Heineken jumps on emerging hard seltzer trend
Heineken is looking to tap into the emerging trend for hard seltzers, with the launch of Pure Piraña in Europe. Hard seltzers are already big business in the US, but the category is still relatively nascent in the UK, so the alcohol giant is hoping to capitalise on demand by being one of the first to market.
Hard seltzers are alcoholic sparkling water drinks, with a hint of flavour and relatively few calories, and are positioned as a healthier, more natural alternative to other ready-to-drink options.
“We want to lead; we want to have the biggest market share in the category. If [hard seltzers] become big [in Europe] we will be the biggest player,” Heineken’s global head of flavoured beverages, Cecilia Bottai Mondino, tells Marketing Week.
Pure Piraña is part of Heineken’s “beyond beer” strategy, as the company looks to diversify its business and stay on-trend with consumers.
“By beyond beer we mean catering to different needs and occasions and we are seeing flavoured beverages as our fastest-growing category. ‘Ready to drink’ was especially boosted by hard seltzers,” she says.
“There are a lot of reasons for that. The main one is they used to be juvenile, not very premium and quite artificial, and now they are shifting to more premium, more adult, beautifully balanced propositions. And this is why it is growing everywhere because it’s really on-trend.”
Heineken already has the Arizona Sunrise brand in the US, where the hard seltzers market is more mature. However, it didn’t feel the brand was right for other markets as it is keen to push the “pure” ingredients used in Pure Piraña as it wants to appeal to consumers looking for a more natural alternative.
Pure Piraña is available in a choice of three natural flavours – lemon lime, red berries and grapefruit, with a 330ml can containing 92 calories and 4.5% alcohol.
A growing market
Hard seltzers now account for 10% of Heineken’s sales in the US after only five years and Mondino believes this is only set to rise, quoting the fact the global value of the market is predicted to hit $30bn by 2025.
“We’ve seen that in the last few years, it’s grown faster than most other alcoholic categories. We expect it to continue to grow at a fast pace,” she says.
The market for hard seltzers is growing in the UK too, with brands including BrewDog, Kopparberg, Smirnoff and Coca-Cola placing their bets on the category and standalone brands like Drty already on shelves.
The UK market was worth £11.7m in 2020, according to Kantar, and has the potential to surge to £75m by 2027 based on a forecast by IWSR included in a report commissioned by Drty.

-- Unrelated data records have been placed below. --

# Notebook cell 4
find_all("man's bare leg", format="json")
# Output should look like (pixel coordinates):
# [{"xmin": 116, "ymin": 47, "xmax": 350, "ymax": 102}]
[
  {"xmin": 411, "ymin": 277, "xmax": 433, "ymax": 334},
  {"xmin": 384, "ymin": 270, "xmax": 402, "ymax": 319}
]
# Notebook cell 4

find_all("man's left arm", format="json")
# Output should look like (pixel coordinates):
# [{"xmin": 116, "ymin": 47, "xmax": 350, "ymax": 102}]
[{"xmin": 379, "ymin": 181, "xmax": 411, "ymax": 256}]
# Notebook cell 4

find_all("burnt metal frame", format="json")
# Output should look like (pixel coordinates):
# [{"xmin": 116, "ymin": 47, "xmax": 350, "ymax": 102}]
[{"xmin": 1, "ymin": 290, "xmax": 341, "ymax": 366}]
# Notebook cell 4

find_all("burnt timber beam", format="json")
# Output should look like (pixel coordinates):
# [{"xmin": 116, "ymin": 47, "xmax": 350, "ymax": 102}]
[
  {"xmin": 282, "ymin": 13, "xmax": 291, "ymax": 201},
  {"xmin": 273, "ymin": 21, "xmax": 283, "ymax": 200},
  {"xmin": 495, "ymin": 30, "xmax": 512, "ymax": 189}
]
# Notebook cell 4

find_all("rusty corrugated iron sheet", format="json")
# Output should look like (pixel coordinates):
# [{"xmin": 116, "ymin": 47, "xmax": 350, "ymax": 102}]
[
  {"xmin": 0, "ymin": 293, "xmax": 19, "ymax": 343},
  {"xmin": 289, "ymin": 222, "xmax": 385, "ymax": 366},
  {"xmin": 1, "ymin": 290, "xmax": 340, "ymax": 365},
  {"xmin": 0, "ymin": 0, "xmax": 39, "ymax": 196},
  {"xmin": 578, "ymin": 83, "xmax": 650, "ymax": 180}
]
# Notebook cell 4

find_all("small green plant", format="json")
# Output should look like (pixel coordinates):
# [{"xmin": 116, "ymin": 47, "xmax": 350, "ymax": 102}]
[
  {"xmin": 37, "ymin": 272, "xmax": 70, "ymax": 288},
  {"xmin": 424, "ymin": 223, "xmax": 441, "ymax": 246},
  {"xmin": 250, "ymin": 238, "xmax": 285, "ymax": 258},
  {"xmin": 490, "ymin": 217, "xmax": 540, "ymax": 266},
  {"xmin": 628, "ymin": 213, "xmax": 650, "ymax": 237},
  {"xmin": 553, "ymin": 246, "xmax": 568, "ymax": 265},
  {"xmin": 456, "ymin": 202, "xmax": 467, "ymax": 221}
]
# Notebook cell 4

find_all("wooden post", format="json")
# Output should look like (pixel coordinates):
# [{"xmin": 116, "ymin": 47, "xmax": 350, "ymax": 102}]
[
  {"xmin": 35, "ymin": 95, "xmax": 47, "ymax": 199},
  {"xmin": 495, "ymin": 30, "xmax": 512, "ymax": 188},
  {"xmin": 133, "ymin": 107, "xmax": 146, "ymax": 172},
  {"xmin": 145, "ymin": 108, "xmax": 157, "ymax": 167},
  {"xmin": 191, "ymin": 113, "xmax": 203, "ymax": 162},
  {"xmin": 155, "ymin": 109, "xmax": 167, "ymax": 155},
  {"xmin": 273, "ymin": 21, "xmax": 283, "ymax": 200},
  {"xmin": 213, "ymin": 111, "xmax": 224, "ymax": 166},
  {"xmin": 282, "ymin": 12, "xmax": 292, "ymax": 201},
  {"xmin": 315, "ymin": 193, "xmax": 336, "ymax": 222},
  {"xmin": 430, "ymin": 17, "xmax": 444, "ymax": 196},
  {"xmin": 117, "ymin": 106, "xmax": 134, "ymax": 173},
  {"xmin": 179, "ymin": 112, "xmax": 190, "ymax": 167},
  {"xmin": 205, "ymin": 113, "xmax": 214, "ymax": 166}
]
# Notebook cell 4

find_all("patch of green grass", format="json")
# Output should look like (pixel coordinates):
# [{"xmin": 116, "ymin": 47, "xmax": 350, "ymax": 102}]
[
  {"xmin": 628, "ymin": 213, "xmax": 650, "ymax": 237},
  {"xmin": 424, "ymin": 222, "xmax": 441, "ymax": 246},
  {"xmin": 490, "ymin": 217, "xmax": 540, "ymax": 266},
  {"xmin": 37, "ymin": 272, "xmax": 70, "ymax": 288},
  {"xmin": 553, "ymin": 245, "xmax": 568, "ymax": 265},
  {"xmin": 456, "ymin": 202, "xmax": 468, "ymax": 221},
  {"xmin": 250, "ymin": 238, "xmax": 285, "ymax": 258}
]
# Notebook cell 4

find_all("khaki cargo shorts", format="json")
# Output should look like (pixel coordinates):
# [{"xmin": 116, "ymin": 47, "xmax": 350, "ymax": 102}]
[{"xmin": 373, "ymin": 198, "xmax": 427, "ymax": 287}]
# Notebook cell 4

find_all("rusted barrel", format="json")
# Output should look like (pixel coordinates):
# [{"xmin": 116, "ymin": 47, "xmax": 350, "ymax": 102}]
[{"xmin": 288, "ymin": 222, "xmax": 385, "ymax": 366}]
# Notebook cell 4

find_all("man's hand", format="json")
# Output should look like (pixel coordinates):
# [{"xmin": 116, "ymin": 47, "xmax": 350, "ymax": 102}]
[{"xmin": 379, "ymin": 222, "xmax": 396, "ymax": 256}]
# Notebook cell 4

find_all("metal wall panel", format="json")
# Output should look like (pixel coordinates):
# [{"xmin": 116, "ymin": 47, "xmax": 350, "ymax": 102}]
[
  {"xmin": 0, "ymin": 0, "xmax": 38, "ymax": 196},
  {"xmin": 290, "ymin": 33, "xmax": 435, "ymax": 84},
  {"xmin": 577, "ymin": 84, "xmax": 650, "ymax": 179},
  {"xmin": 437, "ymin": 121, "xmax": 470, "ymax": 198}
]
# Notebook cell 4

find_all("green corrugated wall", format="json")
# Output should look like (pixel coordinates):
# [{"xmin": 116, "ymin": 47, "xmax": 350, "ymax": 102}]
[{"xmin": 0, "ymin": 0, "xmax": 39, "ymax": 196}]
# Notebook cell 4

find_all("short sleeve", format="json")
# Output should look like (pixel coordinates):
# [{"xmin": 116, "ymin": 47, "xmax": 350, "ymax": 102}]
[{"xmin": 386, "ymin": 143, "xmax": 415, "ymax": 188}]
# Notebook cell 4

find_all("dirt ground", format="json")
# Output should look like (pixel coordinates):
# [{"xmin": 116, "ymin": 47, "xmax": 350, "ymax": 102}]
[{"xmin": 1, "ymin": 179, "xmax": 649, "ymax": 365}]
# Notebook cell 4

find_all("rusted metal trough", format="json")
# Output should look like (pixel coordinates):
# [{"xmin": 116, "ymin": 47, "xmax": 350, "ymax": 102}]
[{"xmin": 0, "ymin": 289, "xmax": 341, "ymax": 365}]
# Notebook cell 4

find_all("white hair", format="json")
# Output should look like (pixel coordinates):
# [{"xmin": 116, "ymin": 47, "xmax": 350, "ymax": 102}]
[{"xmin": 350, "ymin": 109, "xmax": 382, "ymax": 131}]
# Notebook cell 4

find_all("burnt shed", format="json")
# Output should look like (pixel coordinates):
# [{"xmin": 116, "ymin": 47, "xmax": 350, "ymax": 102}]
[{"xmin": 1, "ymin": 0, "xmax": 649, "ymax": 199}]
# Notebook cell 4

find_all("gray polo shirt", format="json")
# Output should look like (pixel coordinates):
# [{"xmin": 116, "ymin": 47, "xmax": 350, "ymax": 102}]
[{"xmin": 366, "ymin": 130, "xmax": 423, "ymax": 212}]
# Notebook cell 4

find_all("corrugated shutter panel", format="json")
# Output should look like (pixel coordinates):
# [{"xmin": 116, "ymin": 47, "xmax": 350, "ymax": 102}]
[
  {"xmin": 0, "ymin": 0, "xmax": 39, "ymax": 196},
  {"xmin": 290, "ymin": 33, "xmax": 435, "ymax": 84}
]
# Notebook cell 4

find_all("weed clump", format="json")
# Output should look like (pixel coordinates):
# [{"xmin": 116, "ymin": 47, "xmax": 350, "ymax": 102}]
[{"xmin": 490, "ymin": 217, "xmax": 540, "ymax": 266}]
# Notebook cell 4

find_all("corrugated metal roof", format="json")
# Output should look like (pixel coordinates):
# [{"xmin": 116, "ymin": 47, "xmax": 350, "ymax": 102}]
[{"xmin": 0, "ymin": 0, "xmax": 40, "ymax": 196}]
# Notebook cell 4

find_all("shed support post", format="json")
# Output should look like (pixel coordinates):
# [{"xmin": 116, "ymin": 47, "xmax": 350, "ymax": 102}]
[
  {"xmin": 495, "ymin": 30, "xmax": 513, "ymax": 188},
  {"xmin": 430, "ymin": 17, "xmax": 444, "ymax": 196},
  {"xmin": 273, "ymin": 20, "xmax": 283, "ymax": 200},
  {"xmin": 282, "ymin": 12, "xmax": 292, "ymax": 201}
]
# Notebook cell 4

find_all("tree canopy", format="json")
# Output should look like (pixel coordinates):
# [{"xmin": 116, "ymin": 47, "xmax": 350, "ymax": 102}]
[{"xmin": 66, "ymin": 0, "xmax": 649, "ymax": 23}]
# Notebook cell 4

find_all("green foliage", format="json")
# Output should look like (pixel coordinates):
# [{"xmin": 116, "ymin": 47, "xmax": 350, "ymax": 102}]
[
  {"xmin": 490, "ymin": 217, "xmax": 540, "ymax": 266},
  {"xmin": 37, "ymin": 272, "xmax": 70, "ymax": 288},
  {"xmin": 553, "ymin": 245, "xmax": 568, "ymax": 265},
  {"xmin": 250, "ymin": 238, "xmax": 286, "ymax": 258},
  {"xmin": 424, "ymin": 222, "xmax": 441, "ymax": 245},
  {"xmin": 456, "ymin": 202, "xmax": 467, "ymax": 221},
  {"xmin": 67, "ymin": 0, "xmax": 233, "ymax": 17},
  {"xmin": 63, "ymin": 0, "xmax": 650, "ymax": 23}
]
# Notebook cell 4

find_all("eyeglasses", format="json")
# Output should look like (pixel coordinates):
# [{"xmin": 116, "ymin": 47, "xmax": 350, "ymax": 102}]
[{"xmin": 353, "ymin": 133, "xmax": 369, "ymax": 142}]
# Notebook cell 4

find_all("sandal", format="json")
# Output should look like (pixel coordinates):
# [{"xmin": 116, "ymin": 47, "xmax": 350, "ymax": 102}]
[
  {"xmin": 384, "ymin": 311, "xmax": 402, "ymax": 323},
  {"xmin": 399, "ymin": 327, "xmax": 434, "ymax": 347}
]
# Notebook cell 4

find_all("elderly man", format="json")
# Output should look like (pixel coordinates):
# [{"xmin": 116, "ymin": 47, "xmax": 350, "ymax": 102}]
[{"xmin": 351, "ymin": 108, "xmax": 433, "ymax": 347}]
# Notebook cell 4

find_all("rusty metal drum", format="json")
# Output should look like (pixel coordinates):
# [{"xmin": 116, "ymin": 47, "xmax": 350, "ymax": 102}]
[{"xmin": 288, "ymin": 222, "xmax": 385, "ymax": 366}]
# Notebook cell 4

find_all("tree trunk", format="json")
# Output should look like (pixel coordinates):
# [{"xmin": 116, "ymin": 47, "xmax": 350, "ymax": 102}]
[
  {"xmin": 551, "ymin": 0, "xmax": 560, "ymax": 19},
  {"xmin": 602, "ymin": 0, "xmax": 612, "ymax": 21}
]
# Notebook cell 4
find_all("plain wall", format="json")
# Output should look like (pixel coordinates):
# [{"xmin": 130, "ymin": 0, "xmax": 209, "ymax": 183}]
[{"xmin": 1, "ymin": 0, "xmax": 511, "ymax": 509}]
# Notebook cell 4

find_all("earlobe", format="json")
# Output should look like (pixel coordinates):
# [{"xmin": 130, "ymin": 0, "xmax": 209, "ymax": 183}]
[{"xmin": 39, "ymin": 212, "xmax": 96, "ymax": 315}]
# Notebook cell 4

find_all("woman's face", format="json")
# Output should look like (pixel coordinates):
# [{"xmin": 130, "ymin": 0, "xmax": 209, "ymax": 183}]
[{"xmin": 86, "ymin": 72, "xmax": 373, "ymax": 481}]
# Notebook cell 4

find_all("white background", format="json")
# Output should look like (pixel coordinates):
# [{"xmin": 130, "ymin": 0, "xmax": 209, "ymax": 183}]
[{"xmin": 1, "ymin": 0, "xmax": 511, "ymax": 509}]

We want to lead; we want to have the biggest market share in the category. If it [hard seltzers] become big [in Europe] we will be the biggest player.
Cecilia Bottai Mondino, Heineken
Heineken first launched the Pure Piraña brand in Mexico and New Zealand in September. It now plans to launch in Austria, Ireland, Netherlands, Portugal, and Spain, followed by the UK and others throughout the year and into 2022.
Mondino says it chose a gradual roll-out strategy instead of a global launch, and these markets specifically, as there are fewer players currently.
Social media will be central to the launch, with influencers lined up to spread the word to its core audience of 25- to 35-year-olds, a generation that is “reimaging everything” and more likely to be open to new beverages.
“We are relying a lot on the strategy of talking to influencers, this is a big part of our strategy and our campaign because it has worked really well in Mexico, where we are market leaders,” she says.
“We believe it’s where word of mouth starts. It’s a unique chance because this product is so new and so surprising that you have the chance to start the word of mouth, it’s not always that you have this chance.”
The brand faces the challenge of introducing Pure Piraña in an alcoholic beverages market with a plethora of choice, Mondino says the key to its strategy is relaying to consumers the drink’s unique selling points of low calories and sugar while still being alcoholic.